Tussen partijen is de vertrektijd van de vlucht in geschil. De kantonrechter is van oordeel dat de vervoerder, onder verwijzing naar de boekingsbevestiging en het vluchtrapport, voldoende aannemelijk heeft gemaakt dat de vlucht gepland stond om 20:00 uur UTC c.q. 21:00 uur lokale tijd van de gate te vertrekken. Het toestel had om 21:50 uur UTC, dus 1 uur en 50 minuten na het geplande vertrek om 20:00 uur UTC, nog steeds geen toestemming om van de gate te vertrekken.
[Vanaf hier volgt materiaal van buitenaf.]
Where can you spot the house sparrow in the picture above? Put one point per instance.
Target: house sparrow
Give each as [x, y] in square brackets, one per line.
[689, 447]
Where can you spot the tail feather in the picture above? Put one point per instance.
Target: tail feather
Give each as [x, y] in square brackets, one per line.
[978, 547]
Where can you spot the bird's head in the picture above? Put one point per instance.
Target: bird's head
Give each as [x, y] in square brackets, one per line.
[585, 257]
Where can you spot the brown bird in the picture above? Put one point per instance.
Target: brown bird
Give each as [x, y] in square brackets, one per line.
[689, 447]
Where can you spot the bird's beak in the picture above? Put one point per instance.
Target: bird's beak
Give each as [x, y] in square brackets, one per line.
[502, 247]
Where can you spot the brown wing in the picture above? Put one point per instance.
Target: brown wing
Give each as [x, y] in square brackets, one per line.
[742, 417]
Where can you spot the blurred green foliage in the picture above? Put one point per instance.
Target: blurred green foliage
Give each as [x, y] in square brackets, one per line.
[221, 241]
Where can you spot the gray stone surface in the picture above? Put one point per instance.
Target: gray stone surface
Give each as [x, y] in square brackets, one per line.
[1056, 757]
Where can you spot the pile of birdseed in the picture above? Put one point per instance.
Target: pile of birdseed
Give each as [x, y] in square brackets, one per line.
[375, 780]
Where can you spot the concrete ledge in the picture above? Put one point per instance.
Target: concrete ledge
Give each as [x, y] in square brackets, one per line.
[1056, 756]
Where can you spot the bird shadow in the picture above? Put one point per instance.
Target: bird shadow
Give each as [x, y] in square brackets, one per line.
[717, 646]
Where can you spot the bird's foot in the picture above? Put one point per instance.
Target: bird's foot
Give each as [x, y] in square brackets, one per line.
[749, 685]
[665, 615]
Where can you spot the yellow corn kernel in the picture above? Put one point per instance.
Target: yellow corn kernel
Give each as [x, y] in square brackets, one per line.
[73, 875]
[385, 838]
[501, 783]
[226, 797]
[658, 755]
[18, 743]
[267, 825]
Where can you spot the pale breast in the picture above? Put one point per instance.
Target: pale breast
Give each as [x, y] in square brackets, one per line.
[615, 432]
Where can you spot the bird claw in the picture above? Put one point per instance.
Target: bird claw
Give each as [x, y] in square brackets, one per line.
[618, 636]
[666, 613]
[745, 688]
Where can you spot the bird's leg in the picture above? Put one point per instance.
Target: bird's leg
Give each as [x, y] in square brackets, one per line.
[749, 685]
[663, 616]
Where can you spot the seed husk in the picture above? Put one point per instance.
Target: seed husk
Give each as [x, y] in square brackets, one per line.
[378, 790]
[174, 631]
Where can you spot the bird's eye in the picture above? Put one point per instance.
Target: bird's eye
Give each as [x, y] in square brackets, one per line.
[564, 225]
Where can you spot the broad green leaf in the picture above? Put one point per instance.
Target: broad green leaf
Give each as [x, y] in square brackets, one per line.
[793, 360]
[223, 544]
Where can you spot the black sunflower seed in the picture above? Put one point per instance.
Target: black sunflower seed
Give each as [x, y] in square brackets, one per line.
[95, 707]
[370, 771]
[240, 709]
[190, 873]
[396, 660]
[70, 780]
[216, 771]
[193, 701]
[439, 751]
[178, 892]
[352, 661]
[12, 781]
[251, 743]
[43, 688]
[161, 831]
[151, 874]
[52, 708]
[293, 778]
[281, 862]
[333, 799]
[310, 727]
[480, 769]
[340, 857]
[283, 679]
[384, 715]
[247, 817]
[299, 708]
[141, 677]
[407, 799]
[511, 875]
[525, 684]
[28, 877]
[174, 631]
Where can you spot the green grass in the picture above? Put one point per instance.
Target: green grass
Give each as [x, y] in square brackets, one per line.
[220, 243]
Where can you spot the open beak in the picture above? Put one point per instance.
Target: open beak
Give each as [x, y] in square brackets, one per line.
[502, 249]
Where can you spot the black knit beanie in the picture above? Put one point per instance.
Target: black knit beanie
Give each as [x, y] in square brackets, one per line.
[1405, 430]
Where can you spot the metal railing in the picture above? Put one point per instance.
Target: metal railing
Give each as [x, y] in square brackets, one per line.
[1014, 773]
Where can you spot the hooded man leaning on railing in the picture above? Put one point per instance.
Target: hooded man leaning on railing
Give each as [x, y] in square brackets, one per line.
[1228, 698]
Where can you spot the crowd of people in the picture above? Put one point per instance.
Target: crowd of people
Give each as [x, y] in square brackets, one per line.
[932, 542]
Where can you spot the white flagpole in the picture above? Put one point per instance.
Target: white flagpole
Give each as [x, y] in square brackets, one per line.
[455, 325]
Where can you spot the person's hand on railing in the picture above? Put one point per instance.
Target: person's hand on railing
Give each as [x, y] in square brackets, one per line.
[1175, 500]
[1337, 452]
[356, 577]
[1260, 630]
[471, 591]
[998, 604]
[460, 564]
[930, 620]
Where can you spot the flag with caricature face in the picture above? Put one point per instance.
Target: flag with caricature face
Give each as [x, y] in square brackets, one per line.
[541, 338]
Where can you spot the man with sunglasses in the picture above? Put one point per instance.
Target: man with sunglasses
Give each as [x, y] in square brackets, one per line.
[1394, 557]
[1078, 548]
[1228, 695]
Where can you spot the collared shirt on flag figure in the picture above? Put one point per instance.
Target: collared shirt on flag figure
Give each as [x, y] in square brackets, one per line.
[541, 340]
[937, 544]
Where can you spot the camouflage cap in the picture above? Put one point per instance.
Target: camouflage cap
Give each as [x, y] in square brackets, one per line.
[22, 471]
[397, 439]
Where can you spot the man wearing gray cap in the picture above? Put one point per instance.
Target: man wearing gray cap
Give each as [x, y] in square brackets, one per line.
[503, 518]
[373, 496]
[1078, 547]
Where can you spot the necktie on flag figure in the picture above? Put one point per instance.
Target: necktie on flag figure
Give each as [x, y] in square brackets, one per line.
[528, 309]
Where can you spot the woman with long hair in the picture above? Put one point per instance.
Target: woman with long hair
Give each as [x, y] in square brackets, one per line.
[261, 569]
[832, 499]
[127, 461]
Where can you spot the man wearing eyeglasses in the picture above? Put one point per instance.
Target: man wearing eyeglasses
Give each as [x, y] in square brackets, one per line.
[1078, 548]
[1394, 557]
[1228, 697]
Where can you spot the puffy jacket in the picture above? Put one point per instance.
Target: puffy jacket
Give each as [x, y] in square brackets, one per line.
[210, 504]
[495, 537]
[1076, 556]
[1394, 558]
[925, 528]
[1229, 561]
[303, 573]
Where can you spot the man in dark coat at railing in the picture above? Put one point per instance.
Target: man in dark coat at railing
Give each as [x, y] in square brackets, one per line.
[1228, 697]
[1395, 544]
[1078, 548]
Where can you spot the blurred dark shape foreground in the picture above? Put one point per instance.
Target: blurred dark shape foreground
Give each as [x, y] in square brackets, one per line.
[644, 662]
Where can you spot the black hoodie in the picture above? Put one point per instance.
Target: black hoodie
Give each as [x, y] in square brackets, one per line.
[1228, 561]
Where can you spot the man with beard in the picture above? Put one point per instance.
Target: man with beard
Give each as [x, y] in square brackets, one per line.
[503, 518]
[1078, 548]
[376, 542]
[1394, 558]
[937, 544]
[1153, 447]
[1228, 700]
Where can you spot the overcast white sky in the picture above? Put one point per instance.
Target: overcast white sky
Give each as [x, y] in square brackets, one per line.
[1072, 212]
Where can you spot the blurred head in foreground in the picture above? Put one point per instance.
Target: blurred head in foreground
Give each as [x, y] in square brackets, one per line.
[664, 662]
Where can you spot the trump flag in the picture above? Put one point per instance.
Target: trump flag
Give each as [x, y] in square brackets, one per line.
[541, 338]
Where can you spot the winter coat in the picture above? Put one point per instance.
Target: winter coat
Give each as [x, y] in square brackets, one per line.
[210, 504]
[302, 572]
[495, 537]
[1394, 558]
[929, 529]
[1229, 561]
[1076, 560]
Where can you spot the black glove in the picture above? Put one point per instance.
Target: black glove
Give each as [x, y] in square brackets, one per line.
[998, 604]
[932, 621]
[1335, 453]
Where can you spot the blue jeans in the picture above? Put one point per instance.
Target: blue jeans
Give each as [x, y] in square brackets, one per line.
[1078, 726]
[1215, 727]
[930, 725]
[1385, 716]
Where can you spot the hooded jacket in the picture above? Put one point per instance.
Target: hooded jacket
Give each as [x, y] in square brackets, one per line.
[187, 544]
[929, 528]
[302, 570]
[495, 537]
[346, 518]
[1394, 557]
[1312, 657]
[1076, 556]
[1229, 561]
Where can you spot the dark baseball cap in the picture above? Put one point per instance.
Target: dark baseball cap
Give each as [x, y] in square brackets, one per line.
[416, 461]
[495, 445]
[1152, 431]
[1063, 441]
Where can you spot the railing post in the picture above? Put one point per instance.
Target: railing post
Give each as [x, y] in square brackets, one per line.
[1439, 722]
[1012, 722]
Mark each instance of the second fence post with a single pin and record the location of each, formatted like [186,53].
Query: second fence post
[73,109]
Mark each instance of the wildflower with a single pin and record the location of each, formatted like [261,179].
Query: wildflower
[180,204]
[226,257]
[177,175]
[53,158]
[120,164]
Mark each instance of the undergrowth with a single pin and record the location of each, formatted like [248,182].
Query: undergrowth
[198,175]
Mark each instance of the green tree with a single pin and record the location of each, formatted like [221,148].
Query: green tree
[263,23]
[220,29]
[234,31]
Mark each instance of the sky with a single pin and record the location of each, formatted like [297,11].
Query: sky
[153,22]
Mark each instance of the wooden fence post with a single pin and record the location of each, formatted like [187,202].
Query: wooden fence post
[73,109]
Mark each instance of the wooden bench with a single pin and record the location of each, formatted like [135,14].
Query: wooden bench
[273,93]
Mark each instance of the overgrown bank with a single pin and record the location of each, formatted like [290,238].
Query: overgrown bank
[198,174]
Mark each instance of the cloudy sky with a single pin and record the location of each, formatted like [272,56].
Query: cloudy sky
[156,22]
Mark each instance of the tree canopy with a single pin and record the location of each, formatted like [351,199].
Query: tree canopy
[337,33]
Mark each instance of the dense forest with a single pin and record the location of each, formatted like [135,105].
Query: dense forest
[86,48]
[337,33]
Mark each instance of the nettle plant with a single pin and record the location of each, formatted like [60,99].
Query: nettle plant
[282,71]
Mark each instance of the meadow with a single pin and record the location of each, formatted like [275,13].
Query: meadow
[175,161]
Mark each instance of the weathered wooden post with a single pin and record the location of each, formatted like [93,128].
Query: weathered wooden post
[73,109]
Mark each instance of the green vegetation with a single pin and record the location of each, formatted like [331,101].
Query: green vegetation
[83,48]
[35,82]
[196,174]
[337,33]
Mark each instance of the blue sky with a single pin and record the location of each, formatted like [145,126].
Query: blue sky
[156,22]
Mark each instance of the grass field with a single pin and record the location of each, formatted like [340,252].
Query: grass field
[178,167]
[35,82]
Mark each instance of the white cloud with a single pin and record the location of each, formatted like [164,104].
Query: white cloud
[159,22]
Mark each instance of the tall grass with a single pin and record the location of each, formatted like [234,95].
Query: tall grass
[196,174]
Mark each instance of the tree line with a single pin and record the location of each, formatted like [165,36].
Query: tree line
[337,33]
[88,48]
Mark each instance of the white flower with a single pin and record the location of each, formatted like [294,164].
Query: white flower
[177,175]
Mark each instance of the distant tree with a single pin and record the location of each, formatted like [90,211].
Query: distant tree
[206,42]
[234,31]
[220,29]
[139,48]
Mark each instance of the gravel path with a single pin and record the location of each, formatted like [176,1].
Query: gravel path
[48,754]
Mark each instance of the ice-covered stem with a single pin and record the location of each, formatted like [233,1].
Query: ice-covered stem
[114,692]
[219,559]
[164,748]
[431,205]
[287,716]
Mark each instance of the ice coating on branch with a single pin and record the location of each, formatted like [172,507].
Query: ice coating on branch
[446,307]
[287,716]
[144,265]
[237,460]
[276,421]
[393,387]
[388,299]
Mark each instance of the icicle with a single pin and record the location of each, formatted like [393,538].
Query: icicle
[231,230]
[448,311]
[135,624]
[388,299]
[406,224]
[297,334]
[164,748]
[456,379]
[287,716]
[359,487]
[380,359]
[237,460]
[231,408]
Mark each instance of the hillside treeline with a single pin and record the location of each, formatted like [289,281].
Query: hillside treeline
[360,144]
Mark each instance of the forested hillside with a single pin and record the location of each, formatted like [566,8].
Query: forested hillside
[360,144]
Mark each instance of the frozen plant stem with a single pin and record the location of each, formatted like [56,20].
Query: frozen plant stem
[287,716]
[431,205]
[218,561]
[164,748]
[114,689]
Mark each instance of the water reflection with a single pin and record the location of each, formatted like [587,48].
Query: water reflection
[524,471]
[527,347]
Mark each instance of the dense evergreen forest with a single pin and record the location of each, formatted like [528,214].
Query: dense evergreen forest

Indien direct zou worden vertrokken zou het toestel, uitgaande van een vluchtduur van 1 uur en 25 minuten, om 23:05 uur UTC (00:05 uur lokale tijd) te Zürich arriveren. Als onbetwist staat vast dat de nachtsluiting van Zürich om middernacht lokale tijd ingaat. Naar het oordeel van de kantonrechter is daarmee vast komen te staan dat de vervoerder geen andere optie had dan de vlucht te annuleren. Het voorgaande leidt tot de conclusie dat het beroep op buitengewone omstandigheden slaagt.
4.8.
De vraag die vervolgens voorligt is of de vervoerder alle redelijke maatregelen heeft getroffen om de annulering te voorkomen dan wel de vertraging ten gevolge van de annulering te beperken. De vervoerder heeft aangevoerd dat hij de passagier heeft omgeboekt naar de eerst beschikbare vlucht met vrije plaats. Het voorgaande is niet door de passagier betwist. Niet valt in te zien welke maatregelen de vervoerder nog meer of anders had kunnen nemen. De passagier heeft in dit kader ook niets gesteld. Gelet op het voorgaande is de kantonrechter van oordeel dat de vervoerder alle redelijke maatregelen heeft getroffen om de (vertraging als gevolg van de) annulering te voorkomen. In de gegeven omstandigheden kon er niet meer van de vervoerder worden verwacht. De vordering van de passagier zal dan ook worden afgewezen.
4.9.
De proceskosten komen voor rekening van Flightright omdat deze ongelijk krijgt.
4.10.
Ook de nakosten komen voor rekening van Flightright, voor zover deze kosten daadwerkelijk door de vervoerder worden gemaakt, te vermeerderen, indien betekening van het vonnis heeft plaatsgevonden, met de explootkosten van betekening van het vonnis.

5.De beslissing

De kantonrechter:
5.1.
wijst de vordering af;
5.2.
veroordeelt Flightright tot betaling van de proceskosten, die tot en met vandaag voor de vervoerder worden vastgesteld op een bedrag van € 150,00 aan salaris van de gemachtigde van de vervoerder en veroordeelt Flightright tot betaling van € 37,50 aan nakosten voor zover deze kosten daadwerkelijk door de vervoerder worden gemaakt
,te vermeerderen, indien betekening van het vonnis heeft plaatsgevonden, met de explootkosten van betekening van het vonnis;
5.3.
verklaart dit vonnis tot zover uitvoerbaar bij voorraad;
Dit vonnis is gewezen door mr. S.N. Schipper, kantonrechter en is uitgesproken op de openbare terechtzitting van bovengenoemde datum in aanwezigheid van de griffier.